Он не хотел служить, и осуждающим отвечал: «Уже давно бы погиб, и не принес бы пользы ни себе, ни вам. Нет такого человека, который мог бы уцелеть, если бы стал откровенно противиться вам или какому-нибудь другому большинству и хотел бы предотвратить все то множество несправедливостей и беззаконий, которые совершаются в государстве. Нет, кто в самом деле ратует за справедливость, тот, если ему и суждено уцелеть на малое время, должен оставаться частным человеком, а вступать на общественное поприще не должен». Но я знал, что он все-таки зарабатывал, ему приносили дары, уж в этом он не мог отказать дарящим.
Мне стало не по себе. Хозяин подмигнул мне.
– Не слушай её, – сказал он, – Она любит поворчать. Как колесо не может катиться по булыжной мостовой без грохота, так и она не может и часу прожить без ругани. Но, знаешь, когда долго едешь на телеге, привыкаешь к стуку колёс и не замечаешь его. А я женат на ней уже давно.
Мудрец повернулся ко мне.
– Итак, ты говорил о знании себя.
Я преодолел смущение от враждебности его жены, ответил:
– Вы говорите: познай себя. У вас в беседах выяснение идет в промежутке времени – до окончательного уяснения истины. А я всю мою жизнь не могу познать себя. И вокруг чего живем. Жизнь слишком коротка, чтобы познать хоть что-то. Перед нами всегда – необъятность новизны, чего мы никогда не узнаем в своей короткой жизни. Как кто-то может ощутить тупик?
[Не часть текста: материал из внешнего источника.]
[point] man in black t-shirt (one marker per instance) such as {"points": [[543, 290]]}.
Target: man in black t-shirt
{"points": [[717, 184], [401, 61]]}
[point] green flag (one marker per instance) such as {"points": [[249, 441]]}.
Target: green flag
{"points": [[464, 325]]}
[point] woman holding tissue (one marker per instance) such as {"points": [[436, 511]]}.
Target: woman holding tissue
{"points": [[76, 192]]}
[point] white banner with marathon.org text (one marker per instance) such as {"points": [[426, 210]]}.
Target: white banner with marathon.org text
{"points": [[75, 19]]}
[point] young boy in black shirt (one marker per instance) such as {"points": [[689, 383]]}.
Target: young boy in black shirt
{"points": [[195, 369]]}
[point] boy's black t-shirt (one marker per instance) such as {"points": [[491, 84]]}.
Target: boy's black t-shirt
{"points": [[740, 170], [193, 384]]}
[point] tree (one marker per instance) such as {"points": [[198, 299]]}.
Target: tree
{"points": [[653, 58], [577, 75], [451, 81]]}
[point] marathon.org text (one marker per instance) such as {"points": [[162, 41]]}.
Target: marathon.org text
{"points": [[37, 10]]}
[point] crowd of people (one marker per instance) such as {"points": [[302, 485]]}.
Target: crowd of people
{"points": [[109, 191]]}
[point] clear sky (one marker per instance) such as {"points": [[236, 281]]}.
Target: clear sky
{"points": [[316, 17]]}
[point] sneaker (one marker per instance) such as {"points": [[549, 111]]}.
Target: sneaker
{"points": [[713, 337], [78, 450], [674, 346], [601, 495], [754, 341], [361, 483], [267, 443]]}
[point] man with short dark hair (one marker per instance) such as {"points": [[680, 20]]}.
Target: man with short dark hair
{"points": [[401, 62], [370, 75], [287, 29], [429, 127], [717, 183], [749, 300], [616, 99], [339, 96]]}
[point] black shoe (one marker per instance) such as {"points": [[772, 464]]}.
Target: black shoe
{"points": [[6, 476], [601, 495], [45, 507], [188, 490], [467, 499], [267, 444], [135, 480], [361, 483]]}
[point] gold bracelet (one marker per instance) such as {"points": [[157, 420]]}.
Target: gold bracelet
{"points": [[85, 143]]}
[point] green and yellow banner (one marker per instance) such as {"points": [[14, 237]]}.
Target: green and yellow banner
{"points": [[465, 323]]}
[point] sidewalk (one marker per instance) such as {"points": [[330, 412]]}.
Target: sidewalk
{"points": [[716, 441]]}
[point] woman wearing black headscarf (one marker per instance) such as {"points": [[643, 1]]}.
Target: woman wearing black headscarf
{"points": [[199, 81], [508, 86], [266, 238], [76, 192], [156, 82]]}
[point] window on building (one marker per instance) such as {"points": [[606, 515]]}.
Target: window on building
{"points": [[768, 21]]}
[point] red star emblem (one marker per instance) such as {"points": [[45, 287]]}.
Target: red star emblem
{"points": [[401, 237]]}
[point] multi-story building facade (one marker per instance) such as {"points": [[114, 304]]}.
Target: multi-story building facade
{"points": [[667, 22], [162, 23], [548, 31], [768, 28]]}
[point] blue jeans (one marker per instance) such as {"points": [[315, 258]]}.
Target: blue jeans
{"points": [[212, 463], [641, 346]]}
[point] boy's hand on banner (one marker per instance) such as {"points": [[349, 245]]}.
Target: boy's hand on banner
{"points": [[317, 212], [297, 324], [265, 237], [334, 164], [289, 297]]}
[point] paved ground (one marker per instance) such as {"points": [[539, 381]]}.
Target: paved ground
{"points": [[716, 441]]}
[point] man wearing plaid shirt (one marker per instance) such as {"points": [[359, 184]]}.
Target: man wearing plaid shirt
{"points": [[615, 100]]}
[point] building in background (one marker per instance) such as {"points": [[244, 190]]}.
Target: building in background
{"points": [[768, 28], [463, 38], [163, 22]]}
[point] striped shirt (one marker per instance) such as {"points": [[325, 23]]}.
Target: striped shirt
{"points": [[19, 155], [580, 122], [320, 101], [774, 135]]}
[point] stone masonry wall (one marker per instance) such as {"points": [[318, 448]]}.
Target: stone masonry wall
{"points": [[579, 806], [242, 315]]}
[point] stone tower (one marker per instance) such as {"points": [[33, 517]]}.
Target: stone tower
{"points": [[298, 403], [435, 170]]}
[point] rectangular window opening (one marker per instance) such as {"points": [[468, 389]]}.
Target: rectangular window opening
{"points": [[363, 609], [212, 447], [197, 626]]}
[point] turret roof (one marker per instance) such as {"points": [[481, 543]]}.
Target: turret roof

Я уже забыл о неприязни его жены.
– Помню, на краю мира, плыл на катере в море с нашей группой школьников, высадились на острове Буян, там взобрались на утесы – Столбы, и на вершине открылось небывалое:
На краю земли или в космосе
Высоко над бездною вод,
В новизне небывалой утесы
Одиноко встречают восход.
Позже я записал в дневнике: «Отсюда я видел целый мир. Это не мир иллюзии, не метафора, а реальность, но без голой предметности, не замечающей вокруг себя никого и ничего. Там нет бегающего глазами тщеславия, жадности слепого благоустройства, не видящего бездны. Реальная и притягательная энергия, в которой заключается все – и благоговение перед природой и жизнью, и глубокая печаль краткости, и боль потерь, и одинокий парус, ищущий чего-то в стране далекой, и неистребимая вера в бессмертие. Энергию океана можно изобразить словами, как что-то конкретное». Может быть, это и есть реальный смысл жизни? Но потом уходит видение, и остаюсь таким же несмышленышем. Знаю, что ничего не знаю.